How I Learned Prophecy
after Oliver de la Paz’s
“How I Learned Bliss”
Walking home from the shop I pass St. Michael’s and spy
a swastika spray-painted on the bell tower. The bald woman
is back working the High Street stoplight with her cardboard sign.
A Ford Ranger dragging its bumper stops, gives her a dollar.
Once home, I hop on my Harley Electra Glide to meet my buddies
at the clubhouse for a supper ride. Fifty miles of corn fields, the smell
of them like a fog. The bike handles better with no one on the back seat,
but the radio is still shit this far from Columbus. At supper in Xenia
I hold to a two-beer limit, as promised. On the way home the sun
is setting behind us. Rays of light pierce the overcast and set
the winter wheat aglow, as though we are riding through fire, and I want
to say, “Can you believe this?” but there’s no one back there to hear.
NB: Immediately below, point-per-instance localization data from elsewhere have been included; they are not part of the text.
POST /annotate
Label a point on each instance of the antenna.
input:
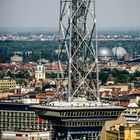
(78, 38)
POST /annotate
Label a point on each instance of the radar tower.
(78, 38)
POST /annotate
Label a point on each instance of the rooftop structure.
(79, 117)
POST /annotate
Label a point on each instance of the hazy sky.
(45, 13)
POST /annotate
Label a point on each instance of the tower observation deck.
(82, 115)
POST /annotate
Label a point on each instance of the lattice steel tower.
(79, 117)
(78, 38)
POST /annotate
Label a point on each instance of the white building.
(40, 72)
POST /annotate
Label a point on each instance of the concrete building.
(7, 85)
(25, 135)
(19, 117)
(40, 72)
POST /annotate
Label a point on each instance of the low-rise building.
(7, 85)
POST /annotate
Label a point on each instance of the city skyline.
(45, 14)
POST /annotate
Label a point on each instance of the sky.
(45, 13)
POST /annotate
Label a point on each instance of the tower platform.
(77, 120)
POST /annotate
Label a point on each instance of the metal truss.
(78, 48)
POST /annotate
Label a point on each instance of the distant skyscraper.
(40, 72)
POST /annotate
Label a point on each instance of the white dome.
(119, 52)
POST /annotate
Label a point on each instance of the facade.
(16, 116)
(40, 72)
(29, 135)
(125, 132)
(7, 85)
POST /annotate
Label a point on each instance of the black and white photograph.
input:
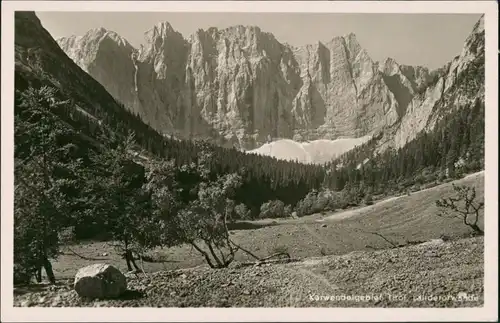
(239, 155)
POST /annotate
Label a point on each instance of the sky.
(429, 40)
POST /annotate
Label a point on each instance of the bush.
(272, 209)
(368, 200)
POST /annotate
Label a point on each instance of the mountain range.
(240, 87)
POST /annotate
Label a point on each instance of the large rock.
(100, 281)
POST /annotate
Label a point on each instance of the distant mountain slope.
(95, 114)
(316, 151)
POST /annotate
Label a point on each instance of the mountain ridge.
(239, 85)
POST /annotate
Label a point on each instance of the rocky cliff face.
(240, 85)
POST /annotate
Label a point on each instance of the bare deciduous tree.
(464, 206)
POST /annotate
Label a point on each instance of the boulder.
(100, 281)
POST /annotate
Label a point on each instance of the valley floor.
(351, 266)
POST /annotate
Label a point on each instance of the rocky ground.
(443, 274)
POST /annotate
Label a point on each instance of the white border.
(488, 312)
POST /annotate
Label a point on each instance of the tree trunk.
(129, 258)
(48, 270)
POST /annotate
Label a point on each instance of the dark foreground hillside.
(434, 274)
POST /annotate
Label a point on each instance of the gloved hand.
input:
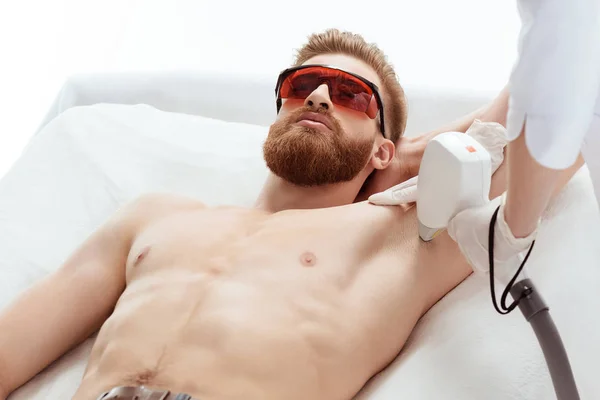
(491, 135)
(470, 230)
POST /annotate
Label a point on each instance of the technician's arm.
(553, 88)
(64, 308)
(530, 188)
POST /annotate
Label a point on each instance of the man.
(306, 296)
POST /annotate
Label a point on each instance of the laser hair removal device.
(455, 174)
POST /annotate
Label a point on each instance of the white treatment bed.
(109, 138)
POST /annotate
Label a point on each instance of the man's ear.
(384, 154)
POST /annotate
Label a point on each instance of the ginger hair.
(334, 41)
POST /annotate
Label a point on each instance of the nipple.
(308, 259)
(141, 256)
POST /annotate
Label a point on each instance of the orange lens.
(345, 89)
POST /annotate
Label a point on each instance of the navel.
(141, 256)
(308, 259)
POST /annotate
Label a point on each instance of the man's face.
(316, 142)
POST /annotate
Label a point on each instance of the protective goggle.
(345, 88)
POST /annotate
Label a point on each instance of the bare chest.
(224, 242)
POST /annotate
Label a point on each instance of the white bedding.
(90, 160)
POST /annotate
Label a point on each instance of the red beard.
(309, 157)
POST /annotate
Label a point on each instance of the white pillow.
(90, 160)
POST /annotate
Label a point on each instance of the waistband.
(142, 393)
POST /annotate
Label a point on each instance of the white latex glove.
(491, 135)
(470, 229)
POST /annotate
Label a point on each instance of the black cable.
(505, 310)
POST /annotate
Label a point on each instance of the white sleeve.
(556, 78)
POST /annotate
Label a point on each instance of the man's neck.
(278, 194)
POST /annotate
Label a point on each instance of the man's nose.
(319, 98)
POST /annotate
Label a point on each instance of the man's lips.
(315, 120)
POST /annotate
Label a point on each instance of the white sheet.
(88, 161)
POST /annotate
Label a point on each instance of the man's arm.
(63, 309)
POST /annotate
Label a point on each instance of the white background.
(464, 44)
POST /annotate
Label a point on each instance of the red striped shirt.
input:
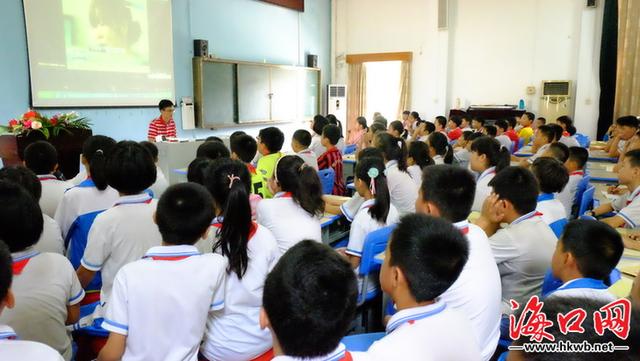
(159, 127)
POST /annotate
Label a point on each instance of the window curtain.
(627, 99)
(356, 93)
(405, 88)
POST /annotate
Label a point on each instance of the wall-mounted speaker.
(200, 48)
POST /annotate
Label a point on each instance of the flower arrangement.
(33, 121)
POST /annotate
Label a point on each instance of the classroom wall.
(492, 50)
(240, 29)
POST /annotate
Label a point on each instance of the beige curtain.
(356, 93)
(405, 88)
(628, 77)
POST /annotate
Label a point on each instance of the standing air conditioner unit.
(337, 104)
(555, 100)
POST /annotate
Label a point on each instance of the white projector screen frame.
(79, 61)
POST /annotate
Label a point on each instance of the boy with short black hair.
(584, 257)
(552, 177)
(10, 347)
(448, 191)
(47, 291)
(270, 141)
(300, 143)
(424, 257)
(42, 158)
(578, 158)
(182, 284)
(332, 158)
(523, 248)
(309, 302)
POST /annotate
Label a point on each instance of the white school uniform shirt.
(160, 185)
(51, 237)
(538, 154)
(288, 222)
(234, 334)
(161, 302)
(427, 333)
(120, 235)
(52, 192)
(82, 199)
(416, 174)
(629, 208)
(568, 195)
(552, 209)
(477, 291)
(13, 349)
(43, 289)
(588, 288)
(523, 251)
(483, 190)
(402, 189)
(310, 158)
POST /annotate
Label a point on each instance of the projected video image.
(106, 35)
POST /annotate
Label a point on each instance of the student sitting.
(124, 232)
(161, 184)
(51, 238)
(46, 289)
(439, 149)
(447, 192)
(332, 158)
(309, 304)
(300, 144)
(375, 212)
(159, 304)
(251, 251)
(417, 159)
(42, 158)
(402, 188)
(584, 257)
(552, 177)
(627, 208)
(10, 347)
(424, 257)
(295, 210)
(522, 249)
(578, 157)
(270, 141)
(488, 157)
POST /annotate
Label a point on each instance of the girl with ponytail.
(402, 188)
(488, 157)
(251, 251)
(294, 212)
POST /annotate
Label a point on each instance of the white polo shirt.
(416, 174)
(483, 190)
(432, 332)
(13, 349)
(288, 222)
(588, 288)
(402, 189)
(44, 285)
(82, 199)
(234, 334)
(629, 208)
(120, 235)
(568, 195)
(477, 291)
(161, 302)
(552, 209)
(52, 192)
(523, 251)
(51, 237)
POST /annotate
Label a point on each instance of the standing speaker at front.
(200, 48)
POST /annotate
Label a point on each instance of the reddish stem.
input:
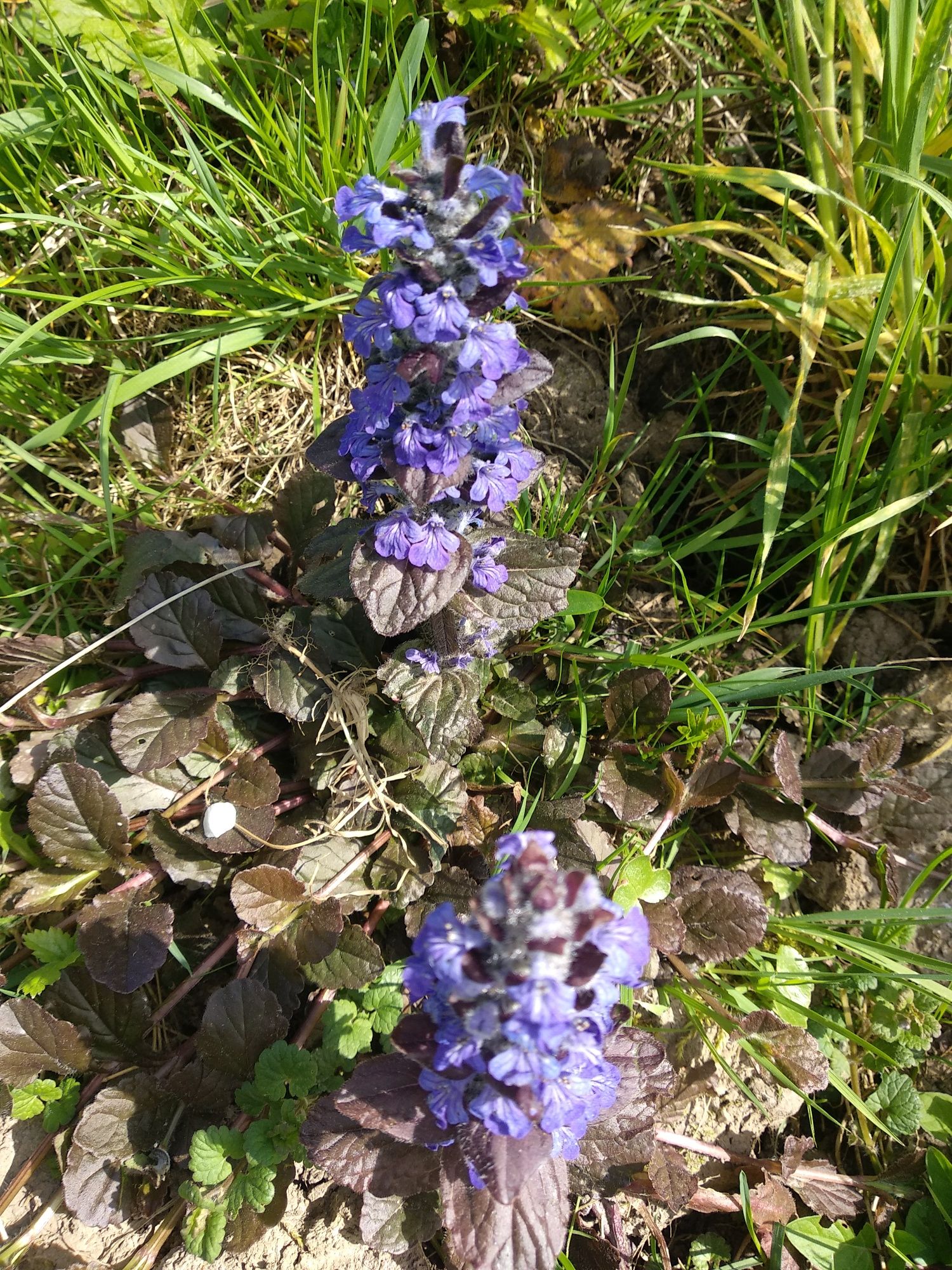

How can I express this more clearly? It’s like opening a letter when
you know by the handwriting it should go straight into the burn barrel.
*
Tom Barlow is an Ohio writer of novels, short stories and poetry whose work has appeared in many journals including Ekphrastic Review, Voicemail Poetry, New York Quarterly, Modern Poetry Quarterly, and many more. See tombarlowauthor.com.
thanks, One Art! this sweeps me along! love the ending!
Great poem, Tom! Loved the ending.
Great images. The ending surprised and delighted me.